Numerical stability of Euler's Method
I am trying to estimate when the following system of equations is numerically stable:
dx/dt = -x + y
dy/dt = -100*y
Solving for h in this inequality
|1+h*λ| <=1. where λ=-1,-100
(The eigenvalues of the system of equations). I get that for 1/50>= h>= 0. The Euler solution should be numerically stable. However, when I am plotting the numerical and analytical solution for timestep h=1/50. They don't seem to agree (while for h=1e-3 the results look good). Am I doing something wrong?
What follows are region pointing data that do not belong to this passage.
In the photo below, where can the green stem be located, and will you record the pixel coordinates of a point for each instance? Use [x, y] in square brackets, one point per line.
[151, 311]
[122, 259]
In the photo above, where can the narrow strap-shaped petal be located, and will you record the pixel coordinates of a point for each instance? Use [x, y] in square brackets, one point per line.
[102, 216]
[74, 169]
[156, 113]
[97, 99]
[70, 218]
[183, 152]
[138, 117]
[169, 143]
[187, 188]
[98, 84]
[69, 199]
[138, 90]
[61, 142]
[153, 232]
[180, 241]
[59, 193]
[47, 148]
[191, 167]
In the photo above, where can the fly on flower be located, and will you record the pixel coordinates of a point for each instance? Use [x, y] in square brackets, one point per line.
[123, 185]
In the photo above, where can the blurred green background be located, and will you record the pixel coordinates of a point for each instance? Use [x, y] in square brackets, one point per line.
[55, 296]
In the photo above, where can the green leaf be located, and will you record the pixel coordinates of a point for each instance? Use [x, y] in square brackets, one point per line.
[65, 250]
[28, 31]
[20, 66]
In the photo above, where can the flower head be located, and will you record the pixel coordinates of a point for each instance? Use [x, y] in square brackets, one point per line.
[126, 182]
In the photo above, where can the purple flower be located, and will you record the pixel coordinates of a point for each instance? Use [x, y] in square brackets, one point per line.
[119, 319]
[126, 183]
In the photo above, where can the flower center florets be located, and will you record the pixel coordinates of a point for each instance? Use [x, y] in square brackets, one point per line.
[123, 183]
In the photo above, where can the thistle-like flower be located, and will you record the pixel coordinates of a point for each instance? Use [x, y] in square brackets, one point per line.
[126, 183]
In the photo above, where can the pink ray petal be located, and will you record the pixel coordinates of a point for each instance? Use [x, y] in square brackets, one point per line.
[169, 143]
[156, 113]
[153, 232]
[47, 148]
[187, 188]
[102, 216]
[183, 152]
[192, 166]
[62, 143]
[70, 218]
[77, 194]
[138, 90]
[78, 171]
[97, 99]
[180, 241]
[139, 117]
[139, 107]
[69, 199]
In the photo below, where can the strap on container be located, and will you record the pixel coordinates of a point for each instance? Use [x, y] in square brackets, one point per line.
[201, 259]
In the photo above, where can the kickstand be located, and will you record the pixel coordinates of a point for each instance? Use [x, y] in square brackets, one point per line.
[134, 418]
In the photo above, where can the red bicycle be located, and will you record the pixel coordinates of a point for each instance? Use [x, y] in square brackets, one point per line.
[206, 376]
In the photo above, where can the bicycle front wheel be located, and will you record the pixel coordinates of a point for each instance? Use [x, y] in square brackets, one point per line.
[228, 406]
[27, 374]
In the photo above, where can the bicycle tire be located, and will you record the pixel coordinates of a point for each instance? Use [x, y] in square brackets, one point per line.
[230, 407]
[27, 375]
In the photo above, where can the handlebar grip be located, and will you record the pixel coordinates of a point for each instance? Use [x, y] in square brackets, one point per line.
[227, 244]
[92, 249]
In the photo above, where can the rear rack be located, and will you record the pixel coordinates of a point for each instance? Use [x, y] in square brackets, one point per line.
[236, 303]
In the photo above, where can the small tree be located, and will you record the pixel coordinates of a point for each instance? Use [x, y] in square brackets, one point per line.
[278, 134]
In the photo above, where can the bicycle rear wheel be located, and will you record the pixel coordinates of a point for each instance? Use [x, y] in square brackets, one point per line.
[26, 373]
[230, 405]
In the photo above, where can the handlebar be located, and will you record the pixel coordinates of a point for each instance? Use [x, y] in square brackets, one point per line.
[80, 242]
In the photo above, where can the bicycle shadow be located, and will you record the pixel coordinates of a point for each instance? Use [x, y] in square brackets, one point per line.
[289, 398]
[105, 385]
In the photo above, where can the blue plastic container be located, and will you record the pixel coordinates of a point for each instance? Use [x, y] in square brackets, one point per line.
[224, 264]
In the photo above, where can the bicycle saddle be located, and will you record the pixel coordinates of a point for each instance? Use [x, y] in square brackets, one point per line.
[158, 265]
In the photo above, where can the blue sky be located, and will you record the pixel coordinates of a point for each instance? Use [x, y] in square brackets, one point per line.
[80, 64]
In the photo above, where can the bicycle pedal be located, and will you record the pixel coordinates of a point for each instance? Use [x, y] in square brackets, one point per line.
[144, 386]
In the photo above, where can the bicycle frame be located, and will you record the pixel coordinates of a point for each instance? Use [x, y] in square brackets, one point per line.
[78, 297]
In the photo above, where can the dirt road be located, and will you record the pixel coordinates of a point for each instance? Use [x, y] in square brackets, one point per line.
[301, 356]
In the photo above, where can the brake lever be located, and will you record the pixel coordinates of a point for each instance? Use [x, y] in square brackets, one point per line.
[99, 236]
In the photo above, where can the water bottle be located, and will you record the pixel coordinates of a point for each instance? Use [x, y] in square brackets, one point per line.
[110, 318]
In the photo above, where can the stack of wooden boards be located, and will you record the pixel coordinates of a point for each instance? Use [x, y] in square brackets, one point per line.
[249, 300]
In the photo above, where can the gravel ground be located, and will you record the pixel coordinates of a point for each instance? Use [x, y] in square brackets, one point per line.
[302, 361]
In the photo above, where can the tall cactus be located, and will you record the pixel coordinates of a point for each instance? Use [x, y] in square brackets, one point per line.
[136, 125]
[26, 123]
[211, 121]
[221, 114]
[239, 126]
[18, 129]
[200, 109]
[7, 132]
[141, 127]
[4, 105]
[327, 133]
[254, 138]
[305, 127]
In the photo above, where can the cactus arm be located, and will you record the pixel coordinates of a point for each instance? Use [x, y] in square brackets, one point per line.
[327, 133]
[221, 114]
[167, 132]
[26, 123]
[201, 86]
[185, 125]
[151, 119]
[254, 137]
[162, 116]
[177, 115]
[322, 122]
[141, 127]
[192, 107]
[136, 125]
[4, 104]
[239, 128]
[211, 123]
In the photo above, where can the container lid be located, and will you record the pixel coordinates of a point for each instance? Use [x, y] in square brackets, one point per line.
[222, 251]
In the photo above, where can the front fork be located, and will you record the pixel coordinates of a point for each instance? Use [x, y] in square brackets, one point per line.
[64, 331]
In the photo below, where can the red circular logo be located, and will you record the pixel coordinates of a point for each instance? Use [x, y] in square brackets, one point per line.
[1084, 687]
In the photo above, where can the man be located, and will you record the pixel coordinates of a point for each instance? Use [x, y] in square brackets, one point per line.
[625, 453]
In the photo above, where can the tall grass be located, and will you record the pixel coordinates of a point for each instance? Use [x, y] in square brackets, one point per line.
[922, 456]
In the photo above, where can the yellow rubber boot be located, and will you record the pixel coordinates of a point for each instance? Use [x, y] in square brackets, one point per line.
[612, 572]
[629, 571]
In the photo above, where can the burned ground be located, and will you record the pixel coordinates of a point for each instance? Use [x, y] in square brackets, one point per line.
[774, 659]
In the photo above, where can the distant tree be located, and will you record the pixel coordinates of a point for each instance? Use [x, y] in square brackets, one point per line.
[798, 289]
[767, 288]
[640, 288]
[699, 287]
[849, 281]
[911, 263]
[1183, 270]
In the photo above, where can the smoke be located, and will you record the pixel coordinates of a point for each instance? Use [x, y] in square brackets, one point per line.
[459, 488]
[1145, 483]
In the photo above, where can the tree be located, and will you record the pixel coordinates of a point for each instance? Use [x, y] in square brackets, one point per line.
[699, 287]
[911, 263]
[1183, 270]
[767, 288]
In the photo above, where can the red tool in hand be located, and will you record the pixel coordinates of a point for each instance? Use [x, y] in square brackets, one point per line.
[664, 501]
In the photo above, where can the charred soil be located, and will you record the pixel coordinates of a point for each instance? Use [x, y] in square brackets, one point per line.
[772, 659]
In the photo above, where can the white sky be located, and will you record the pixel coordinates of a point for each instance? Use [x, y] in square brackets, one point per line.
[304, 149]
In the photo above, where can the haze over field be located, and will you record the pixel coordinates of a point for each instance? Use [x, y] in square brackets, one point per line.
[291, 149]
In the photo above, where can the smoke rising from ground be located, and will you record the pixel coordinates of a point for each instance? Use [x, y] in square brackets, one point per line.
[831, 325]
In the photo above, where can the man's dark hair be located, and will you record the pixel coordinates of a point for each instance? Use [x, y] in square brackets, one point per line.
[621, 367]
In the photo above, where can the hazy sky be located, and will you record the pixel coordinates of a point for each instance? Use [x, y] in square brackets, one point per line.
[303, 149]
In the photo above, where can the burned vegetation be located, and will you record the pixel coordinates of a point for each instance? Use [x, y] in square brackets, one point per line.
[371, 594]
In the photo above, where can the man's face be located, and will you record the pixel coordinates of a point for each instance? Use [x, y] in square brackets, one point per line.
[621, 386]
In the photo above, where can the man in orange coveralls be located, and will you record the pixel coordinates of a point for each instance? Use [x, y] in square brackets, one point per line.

This is the code I am using:
size=20
import matplotlib.pyplot as plt
# Define generl odel
w=1
def Euler(dt,y,x):
dx = dt*(-x+y)
dy = -100*y*dt
y = y+dy
x = x +dx
return x,y
# Solve Diff Ep.
tstop =10.0
dt=1/50
y=np.zeros(int(tstop/dt))
x=np.zeros(int(tstop/dt))
t=np.zeros(int(tstop/dt))
t[0] = 0
x[0] = 0.1
y[0] = 0.1
for i in range(0,int(tstop/dt)-1):
dx = dt*(-x[i]+y[i])
dy = -100*y[i]*dt
y[i+1] = y[i]+dy
x[i+1] = x[i] +dx
t[i+1] = t[i]+dt
ax=plt.subplot(1,2,1)
plt.plot(t1,s[:,0],'g-', linewidth=3.0,label='X, Analytical solution')
plt.plot(t,x,"r--",label='X, Euler Method')
plt.plot(t1,s[:,1],'black',linewidth=3.0,label='Y, Analytical solution')
plt.plot(t,y,"b--",label='Y, Euler Method')
plt.text(0.2,0.1, r'$ {\Delta}t \ = \ $'+str(round(dt,4))+'s',horizontalalignment='center',
verticalalignment='center', transform = ax.transAxes, fontsize=size)
ax.tick_params(axis='x',labelsize=17)
ax.tick_params(axis='y',labelsize=17)
plt.ylabel('X', fontsize=size)
plt.xlabel('t [sec]', fontsize=size)
plt.ylim([0,2])
plt.legend(frameon=False,loc=1,fontsize=18)
plt.xscale('log')
plt.ylim([0,0.12])
ax1.tick_params(axis='x',labelsize=17)
ax1.tick_params(axis='y',labelsize=17)
plt.rcParams["figure.figsize"] = [8,8]
With λ=-100 and h=1/50 you get for the propagation factor of the Euler method for the y component the value 1+h*λ=-1. Note that the solution, while oscillating, stays bounded. Which is the definition of A-stability. To get convergence to zero, you need h<0.02. To get non-oscillating behavior, you need h<=0.01. To see a somewhat curved behavior you need h<=0.005.